A Paraphrase-Generator built using transformers which takes an English sentence as an input and produces a set of paraphrased sentences. This is an NLP task of conditional text-generation. The model used here is the T5ForConditionalGeneration from the huggingface transformers library. This model is trained on the Google's PAWS Dataset and the model is saved in the transformer model hub of hugging face library under the name Vamsi/T5_Paraphrase_Paws.
These instructions will get you a copy of the project up and running on your local machine for development and testing purposes.
- Streamlit library
- Huggingface transformers library
- Pytorch
- Tensorflow
- Streamlit
$ pip install streamlit
- Huggingface transformers library
$ pip install transformers
- Tensorflow
$ pip install --upgrade tensorflow
- Pytorch
Head to the docs and install a compatible version
https://pytorch.org/
- Clone the repository
$ git clone [repolink]
- Running streamlit app
$ cd Streamlit
$ streamlit run paraphrase.py
- Running the flask app
$ cd Server
$ python server.py
The initial server call will take some time as it downloads the model parameters. The later calls will be relatively faster as it will store the model params in the cahce.
PyTorch and TF models are available
from transformers import AutoTokenizer, AutoModelForSeq2SeqLM
tokenizer = AutoTokenizer.from_pretrained("Vamsi/T5_Paraphrase_Paws")
model = AutoModelForSeq2SeqLM.from_pretrained("Vamsi/T5_Paraphrase_Paws")
sentence = "This is something which i cannot understand at all"

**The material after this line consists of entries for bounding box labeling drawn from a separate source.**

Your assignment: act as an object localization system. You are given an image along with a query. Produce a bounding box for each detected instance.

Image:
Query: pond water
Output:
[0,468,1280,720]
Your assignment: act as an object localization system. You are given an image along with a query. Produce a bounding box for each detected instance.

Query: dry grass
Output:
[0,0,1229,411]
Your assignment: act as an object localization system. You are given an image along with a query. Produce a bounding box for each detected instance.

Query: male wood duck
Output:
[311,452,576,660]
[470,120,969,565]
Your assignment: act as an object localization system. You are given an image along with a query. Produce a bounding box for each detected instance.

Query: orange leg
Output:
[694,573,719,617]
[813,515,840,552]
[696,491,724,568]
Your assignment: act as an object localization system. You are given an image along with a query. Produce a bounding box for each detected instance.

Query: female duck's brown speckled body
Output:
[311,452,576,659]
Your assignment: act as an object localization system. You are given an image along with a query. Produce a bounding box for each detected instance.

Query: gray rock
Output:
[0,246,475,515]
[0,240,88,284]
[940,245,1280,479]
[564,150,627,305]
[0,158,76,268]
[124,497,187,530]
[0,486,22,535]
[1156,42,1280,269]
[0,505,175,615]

text = "paraphrase: " + sentence + " </s>"
encoding = tokenizer.encode_plus(text,pad_to_max_length=True, return_tensors="pt")
input_ids, attention_masks = encoding["input_ids"].to("cuda"), encoding["attention_mask"].to("cuda")
outputs = model.generate(
input_ids=input_ids, attention_mask=attention_masks,
max_length=256,
do_sample=True,
top_k=200,
top_p=0.95,
early_stopping=True,
num_return_sequences=5
)
for output in outputs:
line = tokenizer.decode(output, skip_special_tokens=True,clean_up_tokenization_spaces=True)
print(line)
- Streamlit - Fastest way for building data apps
- Flask - Backend framework
- Transformers-Huggingface - On a mission to solve NLP, one commit at a time. Transformers Library.